En outre, avec le ministre de l'intérieur, nous avons pris toutes les mesures qu'il fallait pour éviter les feux de forêt. Je vais vous donner un chiffre : davantage de feux se sont déjà déclarés cette année qu'à la même période l'année dernière. Comme nous avons été capables de les arrêter bien plus vite, vous n'en avez pas entendu parler.
Parler d'impréparation n'est donc pas acceptable.
En revanche, comme je l'ai souligné tout à l'heure, l'adaptation va demander des années. C'est toute notre vie, toutes nos infrastructures qu'il va falloir revoir.
Pour ce qui est de l'urgence, nous sommes là ; pour ce qui est de l'avenir, il nous faut le construire ensemble.
M. le président. La parole est à M. Michaël Weber, pour la réplique.
M. Michaël Weber. Madame la ministre, si vous voulez des chiffres, je vais vous en donner, mais je voudrais tout d'abord souligner que, par votre passivité au sein de ce gouvernement, vous laissez passer des reculs en permanence.
Vous avez accepté de revenir en arrière sur le ZAN, dont il a été question voilà quelques instants.
Mme Monique Barbut, ministre. Non ! Je ne suis pas d'accord !

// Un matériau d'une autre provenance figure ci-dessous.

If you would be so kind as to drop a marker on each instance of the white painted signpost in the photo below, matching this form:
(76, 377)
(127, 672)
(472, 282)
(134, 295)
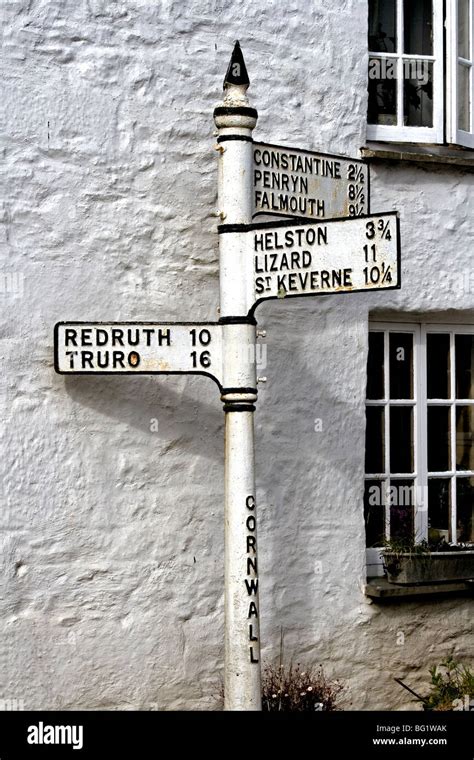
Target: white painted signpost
(312, 254)
(300, 183)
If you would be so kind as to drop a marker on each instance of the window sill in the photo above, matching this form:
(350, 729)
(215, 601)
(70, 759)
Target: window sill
(425, 154)
(380, 588)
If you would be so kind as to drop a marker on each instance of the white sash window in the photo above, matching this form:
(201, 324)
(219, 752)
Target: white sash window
(420, 80)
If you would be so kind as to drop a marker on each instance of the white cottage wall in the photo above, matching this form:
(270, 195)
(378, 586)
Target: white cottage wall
(112, 540)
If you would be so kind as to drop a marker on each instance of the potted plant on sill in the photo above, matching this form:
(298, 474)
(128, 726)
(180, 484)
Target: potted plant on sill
(410, 563)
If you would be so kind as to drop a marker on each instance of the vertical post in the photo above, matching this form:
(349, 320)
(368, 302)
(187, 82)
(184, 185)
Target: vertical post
(235, 121)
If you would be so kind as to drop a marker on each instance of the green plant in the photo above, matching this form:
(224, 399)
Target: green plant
(291, 689)
(450, 681)
(394, 548)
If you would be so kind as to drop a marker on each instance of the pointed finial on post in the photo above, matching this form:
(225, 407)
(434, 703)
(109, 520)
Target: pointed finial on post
(236, 73)
(236, 83)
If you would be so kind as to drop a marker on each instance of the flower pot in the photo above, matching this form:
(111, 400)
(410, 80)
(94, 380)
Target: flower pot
(407, 568)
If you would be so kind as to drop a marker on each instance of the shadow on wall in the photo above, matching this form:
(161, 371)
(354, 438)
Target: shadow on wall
(168, 409)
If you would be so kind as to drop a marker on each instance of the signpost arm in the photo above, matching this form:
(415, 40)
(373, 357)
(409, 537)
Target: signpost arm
(235, 120)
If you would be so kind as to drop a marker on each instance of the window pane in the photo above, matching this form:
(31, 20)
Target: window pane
(374, 440)
(374, 512)
(464, 98)
(464, 348)
(401, 439)
(375, 379)
(464, 436)
(439, 457)
(382, 26)
(382, 92)
(439, 501)
(401, 509)
(437, 366)
(418, 27)
(401, 365)
(463, 29)
(418, 93)
(465, 509)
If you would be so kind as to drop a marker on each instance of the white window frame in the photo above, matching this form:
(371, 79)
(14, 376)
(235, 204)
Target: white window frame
(454, 134)
(398, 132)
(420, 425)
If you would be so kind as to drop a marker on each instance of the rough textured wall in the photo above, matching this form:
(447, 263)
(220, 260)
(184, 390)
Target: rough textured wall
(112, 534)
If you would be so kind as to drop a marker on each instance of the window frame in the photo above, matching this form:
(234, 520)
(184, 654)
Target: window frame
(398, 132)
(420, 403)
(455, 135)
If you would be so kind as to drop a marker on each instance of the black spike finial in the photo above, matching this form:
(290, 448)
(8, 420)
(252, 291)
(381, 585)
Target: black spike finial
(236, 70)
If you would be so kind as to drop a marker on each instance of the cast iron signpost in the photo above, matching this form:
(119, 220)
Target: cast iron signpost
(313, 253)
(294, 182)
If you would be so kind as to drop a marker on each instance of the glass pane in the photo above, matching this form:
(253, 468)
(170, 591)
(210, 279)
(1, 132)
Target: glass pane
(465, 510)
(374, 440)
(464, 436)
(439, 502)
(401, 439)
(401, 497)
(382, 91)
(464, 349)
(463, 29)
(382, 26)
(375, 379)
(439, 456)
(374, 512)
(464, 99)
(437, 366)
(418, 27)
(418, 93)
(401, 365)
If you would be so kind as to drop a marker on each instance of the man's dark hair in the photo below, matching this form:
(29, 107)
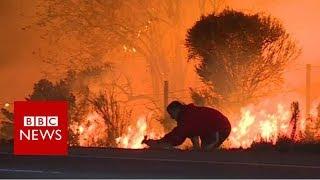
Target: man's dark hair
(174, 105)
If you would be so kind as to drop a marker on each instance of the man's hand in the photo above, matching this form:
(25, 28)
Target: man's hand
(195, 143)
(157, 144)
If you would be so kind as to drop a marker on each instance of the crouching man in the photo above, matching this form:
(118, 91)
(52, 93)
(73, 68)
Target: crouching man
(194, 122)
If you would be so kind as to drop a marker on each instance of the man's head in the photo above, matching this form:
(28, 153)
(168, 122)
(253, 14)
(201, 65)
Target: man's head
(174, 108)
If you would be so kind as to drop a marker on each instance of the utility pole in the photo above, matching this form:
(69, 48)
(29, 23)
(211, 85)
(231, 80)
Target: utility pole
(308, 94)
(165, 99)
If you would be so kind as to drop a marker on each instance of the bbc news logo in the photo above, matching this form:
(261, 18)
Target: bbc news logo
(39, 134)
(40, 128)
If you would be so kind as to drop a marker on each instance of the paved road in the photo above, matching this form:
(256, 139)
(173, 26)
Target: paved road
(118, 163)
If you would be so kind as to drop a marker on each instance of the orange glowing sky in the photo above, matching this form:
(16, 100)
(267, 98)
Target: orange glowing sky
(19, 66)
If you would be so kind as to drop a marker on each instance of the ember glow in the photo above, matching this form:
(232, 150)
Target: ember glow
(259, 122)
(135, 134)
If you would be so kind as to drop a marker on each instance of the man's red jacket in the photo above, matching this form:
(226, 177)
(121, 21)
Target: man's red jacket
(197, 121)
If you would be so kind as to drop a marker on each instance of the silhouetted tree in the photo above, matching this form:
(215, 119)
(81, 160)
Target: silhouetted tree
(241, 56)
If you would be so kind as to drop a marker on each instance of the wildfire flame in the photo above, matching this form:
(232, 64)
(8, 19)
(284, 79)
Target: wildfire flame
(256, 123)
(135, 134)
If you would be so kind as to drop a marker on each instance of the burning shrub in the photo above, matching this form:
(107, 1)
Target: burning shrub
(116, 117)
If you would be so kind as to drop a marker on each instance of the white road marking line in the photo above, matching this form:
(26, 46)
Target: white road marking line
(193, 161)
(199, 161)
(30, 171)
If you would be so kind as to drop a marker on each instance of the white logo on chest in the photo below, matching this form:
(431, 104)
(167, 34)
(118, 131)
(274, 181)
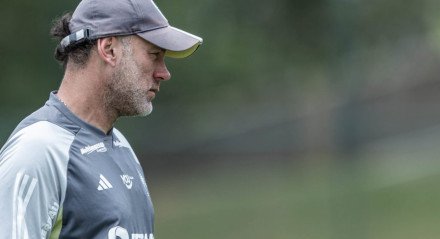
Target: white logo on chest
(127, 180)
(99, 147)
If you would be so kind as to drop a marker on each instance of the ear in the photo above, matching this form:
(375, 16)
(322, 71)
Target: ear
(107, 50)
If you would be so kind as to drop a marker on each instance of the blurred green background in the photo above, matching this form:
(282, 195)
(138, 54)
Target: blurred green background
(295, 119)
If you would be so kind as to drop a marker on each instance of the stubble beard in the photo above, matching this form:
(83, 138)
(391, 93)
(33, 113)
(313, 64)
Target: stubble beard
(123, 93)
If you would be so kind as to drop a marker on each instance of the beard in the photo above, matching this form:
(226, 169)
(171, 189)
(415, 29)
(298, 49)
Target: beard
(124, 92)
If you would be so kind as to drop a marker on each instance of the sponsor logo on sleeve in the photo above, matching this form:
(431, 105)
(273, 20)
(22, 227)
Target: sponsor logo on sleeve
(127, 180)
(99, 147)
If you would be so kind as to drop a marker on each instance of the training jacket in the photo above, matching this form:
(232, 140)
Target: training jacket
(63, 178)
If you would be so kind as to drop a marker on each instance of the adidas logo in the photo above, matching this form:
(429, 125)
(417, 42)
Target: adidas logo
(104, 183)
(99, 147)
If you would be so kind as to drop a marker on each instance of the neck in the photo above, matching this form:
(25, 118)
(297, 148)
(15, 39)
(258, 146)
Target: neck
(82, 91)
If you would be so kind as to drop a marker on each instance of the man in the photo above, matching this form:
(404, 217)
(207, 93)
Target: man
(65, 172)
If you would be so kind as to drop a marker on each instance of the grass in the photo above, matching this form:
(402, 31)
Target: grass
(363, 199)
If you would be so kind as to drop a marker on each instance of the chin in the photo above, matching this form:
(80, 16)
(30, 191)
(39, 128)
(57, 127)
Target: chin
(146, 109)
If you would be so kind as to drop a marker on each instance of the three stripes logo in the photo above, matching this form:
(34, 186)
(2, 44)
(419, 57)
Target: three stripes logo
(23, 189)
(104, 183)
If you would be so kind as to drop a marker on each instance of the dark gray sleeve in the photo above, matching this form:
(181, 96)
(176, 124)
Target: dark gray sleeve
(33, 167)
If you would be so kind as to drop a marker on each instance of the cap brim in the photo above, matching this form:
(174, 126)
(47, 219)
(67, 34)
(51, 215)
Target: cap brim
(176, 42)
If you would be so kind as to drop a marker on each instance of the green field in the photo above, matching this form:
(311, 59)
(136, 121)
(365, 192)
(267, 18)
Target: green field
(384, 198)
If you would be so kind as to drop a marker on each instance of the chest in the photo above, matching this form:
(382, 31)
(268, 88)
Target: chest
(106, 189)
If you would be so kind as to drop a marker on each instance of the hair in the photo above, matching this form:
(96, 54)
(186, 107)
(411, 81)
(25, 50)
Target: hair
(77, 53)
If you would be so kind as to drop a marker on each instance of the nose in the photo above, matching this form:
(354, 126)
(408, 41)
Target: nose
(162, 72)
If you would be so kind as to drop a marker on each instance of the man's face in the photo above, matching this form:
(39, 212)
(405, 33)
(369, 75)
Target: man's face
(136, 77)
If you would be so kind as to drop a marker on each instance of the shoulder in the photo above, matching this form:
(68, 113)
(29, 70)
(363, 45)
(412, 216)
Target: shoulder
(37, 145)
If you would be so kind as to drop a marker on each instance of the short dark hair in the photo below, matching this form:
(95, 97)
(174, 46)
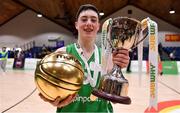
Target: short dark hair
(86, 7)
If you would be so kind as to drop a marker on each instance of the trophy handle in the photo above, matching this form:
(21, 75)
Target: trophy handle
(143, 30)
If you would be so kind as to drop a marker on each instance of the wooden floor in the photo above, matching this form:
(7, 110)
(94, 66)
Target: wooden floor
(15, 85)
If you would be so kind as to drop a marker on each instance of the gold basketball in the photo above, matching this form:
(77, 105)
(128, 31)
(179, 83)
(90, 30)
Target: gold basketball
(58, 74)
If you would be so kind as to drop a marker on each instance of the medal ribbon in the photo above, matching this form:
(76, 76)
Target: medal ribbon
(96, 56)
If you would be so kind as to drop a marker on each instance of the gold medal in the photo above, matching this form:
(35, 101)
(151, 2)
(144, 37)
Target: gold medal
(93, 97)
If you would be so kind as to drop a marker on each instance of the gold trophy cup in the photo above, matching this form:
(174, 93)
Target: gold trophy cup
(123, 33)
(58, 74)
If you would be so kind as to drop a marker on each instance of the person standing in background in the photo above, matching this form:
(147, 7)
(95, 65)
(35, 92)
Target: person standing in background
(4, 57)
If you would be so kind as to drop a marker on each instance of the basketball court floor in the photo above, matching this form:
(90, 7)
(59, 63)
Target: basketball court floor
(17, 94)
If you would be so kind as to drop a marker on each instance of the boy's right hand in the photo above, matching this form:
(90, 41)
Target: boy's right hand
(58, 102)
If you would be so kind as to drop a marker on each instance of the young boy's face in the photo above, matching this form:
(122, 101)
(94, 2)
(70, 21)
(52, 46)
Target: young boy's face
(87, 24)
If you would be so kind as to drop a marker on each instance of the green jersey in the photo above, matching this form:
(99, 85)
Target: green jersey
(83, 103)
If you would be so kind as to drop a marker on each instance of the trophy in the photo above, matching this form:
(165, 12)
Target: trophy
(122, 32)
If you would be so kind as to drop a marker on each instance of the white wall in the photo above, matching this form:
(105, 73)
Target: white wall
(27, 27)
(163, 27)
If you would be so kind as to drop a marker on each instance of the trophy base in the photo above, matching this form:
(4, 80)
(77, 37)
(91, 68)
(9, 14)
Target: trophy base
(112, 98)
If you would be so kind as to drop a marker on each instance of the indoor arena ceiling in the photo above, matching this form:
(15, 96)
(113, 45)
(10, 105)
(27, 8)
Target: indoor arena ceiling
(63, 12)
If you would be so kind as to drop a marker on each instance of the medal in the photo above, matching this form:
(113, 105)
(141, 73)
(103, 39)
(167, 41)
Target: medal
(88, 78)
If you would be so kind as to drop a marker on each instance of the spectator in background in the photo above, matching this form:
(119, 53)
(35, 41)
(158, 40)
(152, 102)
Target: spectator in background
(4, 57)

M. Michaël Weber. Nous pouvons aussi parler de la décision du Premier ministre, le 28 mai dernier, de raboter le fonds vert de plus de 30 %. De même, les crédits de MaPrimeRénov' ont été réduits de 234 millions d'euros, soit autant de moyens en moins pour la rénovation du bâti. Aucune rénovation thermique des écoles n'a été engagée.
Ce dont nous avons besoin, c'est de moyens supplémentaires par le biais de la dotation d'équipement des territoires ruraux (DETR) et du fonds vert !
Et puis, madame la ministre, j'ai trouvé assez cocasse de vous entendre dire, la semaine dernière, que cette canicule rencontrait le débat sur le projet de loi d'urgence pour la protection et la souveraineté agricoles. Ce texte s'en prend aux zones humides, qui sont autant de tampons de captation carbone pour lesquels vous ne vous battez pas.
Mme Monique Barbut, ministre. Ah bon ?
M. Michaël Weber. Aussi, je vous le demande : si ce texte est adopté le 16 juillet prochain à l'issue de la commission mixte paritaire, avec tous les reculs que l'on constate, resterez-vous au Gouvernement ? (Oh là là ! sur les travées du groupe Les Républicains.) Serez-vous suffisamment solide pour mettre en adéquation vos idées et ce que vous défendez aujourd'hui ? (Applaudissements sur les travées des groupes SER et GEST.)